Ferrocarril Roca. Servicios interrumpidos porque un grupo de gente en la estación Don Bosco quiere comer, tener laburo o algo así. El vagón estalla. Incluso cuando los altoparlantes anuncian que sale otro servicio dos andenes más allá y parte de la gente migra, incluso así, a medio vaciar, el vagón estalla. Sube una vieja. Apoya en sus 30 cm personales una bolsa de pan, de las arpilleras de colores de otra época, las que se pusieron de moda en Palermo sensible y te la cobran una luca porque es de diseño. La vieja empuja a todos los que la rodeamos para poder agacharse y sacar algo de la bolsa. La veo venir. Un libro grueso. No es Guerra y Paz, no es Moby Dick, no es Los Miserables. Es una edición de la Biblia que a simple vista Francis, el papa peronista, no aprobaría. La vieja, entonces, hace lo que se espera en este tipo de situaciones, comienza a predicar a los gritos. Levanta la palabra del señor y arruga las hojas. Cada vez que mueve la mano siento la Carta a los Galatas pegándome en la nuca.

La vieja no es ni muy vieja ni parece muy rota. Normal. Te la cruzás en un cajero automático y hasta fantaseas con punguearle la jubilación o afanarle la pensión por discapacidad del marido muerto en la guerra de la triple alianza.

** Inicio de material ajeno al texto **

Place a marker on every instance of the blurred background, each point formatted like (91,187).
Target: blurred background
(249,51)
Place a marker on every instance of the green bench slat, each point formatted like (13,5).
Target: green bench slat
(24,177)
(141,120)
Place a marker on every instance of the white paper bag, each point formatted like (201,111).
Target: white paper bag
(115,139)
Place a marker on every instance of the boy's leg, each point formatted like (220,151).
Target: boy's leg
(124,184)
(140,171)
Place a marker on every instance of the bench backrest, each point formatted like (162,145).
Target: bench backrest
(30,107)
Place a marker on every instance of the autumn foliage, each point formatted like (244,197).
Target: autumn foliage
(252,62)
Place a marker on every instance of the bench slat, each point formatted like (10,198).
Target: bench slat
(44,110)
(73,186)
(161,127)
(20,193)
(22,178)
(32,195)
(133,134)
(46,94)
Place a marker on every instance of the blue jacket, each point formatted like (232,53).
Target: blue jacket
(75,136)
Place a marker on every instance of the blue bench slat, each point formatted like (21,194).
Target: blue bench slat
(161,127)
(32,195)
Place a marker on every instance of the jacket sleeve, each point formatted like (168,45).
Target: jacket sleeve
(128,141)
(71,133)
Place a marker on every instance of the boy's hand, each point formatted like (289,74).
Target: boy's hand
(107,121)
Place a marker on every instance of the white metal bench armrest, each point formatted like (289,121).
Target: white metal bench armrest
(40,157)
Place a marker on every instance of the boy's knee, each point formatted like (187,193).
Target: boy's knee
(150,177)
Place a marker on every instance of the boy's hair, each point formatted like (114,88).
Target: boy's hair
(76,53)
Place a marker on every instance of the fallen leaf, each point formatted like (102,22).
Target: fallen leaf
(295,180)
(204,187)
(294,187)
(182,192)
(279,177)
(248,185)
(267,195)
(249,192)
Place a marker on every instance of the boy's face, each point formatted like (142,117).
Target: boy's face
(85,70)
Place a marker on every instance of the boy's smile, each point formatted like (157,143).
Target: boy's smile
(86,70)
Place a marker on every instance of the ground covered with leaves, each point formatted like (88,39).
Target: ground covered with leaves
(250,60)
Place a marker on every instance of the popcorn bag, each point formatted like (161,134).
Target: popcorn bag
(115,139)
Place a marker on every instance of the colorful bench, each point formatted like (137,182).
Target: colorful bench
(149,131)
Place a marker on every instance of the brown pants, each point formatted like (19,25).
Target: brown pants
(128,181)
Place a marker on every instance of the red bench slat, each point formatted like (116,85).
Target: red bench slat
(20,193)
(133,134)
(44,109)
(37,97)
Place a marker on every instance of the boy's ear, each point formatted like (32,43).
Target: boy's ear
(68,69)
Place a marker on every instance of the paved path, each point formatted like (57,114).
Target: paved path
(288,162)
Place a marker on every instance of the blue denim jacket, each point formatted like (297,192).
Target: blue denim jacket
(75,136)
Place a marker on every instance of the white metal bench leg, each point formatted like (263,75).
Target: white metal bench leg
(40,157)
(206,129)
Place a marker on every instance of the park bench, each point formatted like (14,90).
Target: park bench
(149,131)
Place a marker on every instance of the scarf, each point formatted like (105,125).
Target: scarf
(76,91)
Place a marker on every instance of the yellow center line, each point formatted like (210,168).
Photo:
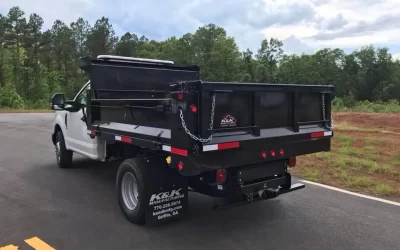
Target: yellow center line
(9,247)
(38,244)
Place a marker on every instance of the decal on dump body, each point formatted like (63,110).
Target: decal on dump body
(228,121)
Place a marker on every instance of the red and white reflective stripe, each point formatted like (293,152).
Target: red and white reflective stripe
(321,134)
(123,139)
(221,146)
(173,150)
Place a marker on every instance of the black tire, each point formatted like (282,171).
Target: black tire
(64,156)
(135,168)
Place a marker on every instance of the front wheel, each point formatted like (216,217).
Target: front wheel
(130,190)
(64,156)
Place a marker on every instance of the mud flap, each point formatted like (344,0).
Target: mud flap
(166,192)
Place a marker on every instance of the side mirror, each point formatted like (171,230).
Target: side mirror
(58,101)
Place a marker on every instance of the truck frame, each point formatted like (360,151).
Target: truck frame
(174,133)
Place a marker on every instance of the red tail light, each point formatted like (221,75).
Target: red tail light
(180,166)
(317,134)
(264,154)
(221,176)
(292,162)
(193,108)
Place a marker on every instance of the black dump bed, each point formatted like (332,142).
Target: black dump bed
(206,125)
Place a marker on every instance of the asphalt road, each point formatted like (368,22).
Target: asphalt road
(77,208)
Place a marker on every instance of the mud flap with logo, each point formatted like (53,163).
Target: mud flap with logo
(166,192)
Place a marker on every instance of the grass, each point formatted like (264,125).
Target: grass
(362,162)
(10,110)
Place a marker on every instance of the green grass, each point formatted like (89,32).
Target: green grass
(312,174)
(347,150)
(357,163)
(361,182)
(343,105)
(384,189)
(9,110)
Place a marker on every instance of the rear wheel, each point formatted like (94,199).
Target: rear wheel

Tiene una voz poderosa, implacable. Es peligrosa, esta convencida de lo que dice, además está del orto. Predica el perdón para los que no miran culos en la tele. ¿No tenes laburo? Rezá. Olvidate de Cristina, es una puta. ¿Estás enfermo? Al pedo que vayas al hospital, lo que sea que tengas es un castigo que te mereces por garchar por deporte. ¿Fumás? ¿Tomás café? Alto barrilete sos a los ojos del señor.

El tren no sale. Los que la tenemos a tiro nos miramos de reojo. Uno, que se cansó de esperar que el tren salga o que la vieja se calle, pide permiso y se baja. Sabia decisión.

Pasan diez minutos y el tren arranca. La vieja sigue. Cuando en plan retorico la vieja pregunta si alguna oveja del rebaño de Jesús está presente el que tengo al lado se raja un pedo sonoro. Hay un par de risas. La vieja se enerva. Nos acusa a todos de ser candidatos al infierno.

Cuando bajo y la miro por última vez desde el andén improvisado de Bernal me devuelve la mirada. Me grita, casi que ordena -arrepentite-. Yo, que soy medio cagón y tengo un espíritu en relación de dependencia lo pienso. Hago números. Me doy cuenta que ni así empato las cagadas que me mandé. Esta vez, no, doña -pienso- gracias, muy gentil, pero paso.